Dr. Burgess and the attendant stared at Shaman.
“Do you know where I can find Hank Cough?”
But there was no answer.
And again, sharply, “Where can I look for Hank Cough?”
> “He’s syphilitic. Part of his brain has been destroyed by paresis,” Dr. Burgess said.
“How do you know he’s not pretending?”
“We see him all the time, and we know. Why would someone pretend in order to live like this?”
“Years ago, this man took part in an inhuman, terrible crime. I hate to see him escape punishment,” Shaman said bitterly.
David Goodnow had begun to dribble from the mouth. Dr. Burgess looked at him and shook his head. “I don’t think he has escaped punishment,” he said.
Shaman was led back through the wards and to the front door, where Dr. Burgess tendered him a polite good-bye and mentioned that the asylum welcomed referrals from physicians in western Illinois. He went away from that place, blinking in the bright sunlight. The stinks of the city were good smells, by contrast. His head swam, and he walked several blocks deeply lost in thought.

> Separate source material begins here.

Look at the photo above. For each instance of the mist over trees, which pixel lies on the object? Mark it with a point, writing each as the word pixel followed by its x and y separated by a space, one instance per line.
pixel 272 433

It felt to him like the end of a trail. One of the men who had destroyed Makwa-ikwa was dead. Another, as he had just witnessed, was caught in a living hell, and the whereabouts of the third man were unknown.
Miriam Ferocia was right, he decided. It was time for him to leave Makwa’s killers to God’s justice and to concentrate on medicine and his own life.
He took a horse trolley to the center of Chicago, and another horse trolley to the Chicago Hospital, which reminded him at once of his hospital in Cincinnati. It was a good hospital, and large, with almost five hundred beds. When he asked for an interview with the medical director and explained his errand, he was treated with pleasant courtesy.
The physician-in-chief brought him to a senior surgeon, and the two men gave him their opinion about the equipment and supplies that a small hospital would need. The hospital purchasing agent recommended supply houses that could offer ongoing service and reasonable deliveries. And Shaman spoke to the head housekeeper about the number of linens needed to keep each bed in clean sheets. He wrote busily in his notebook.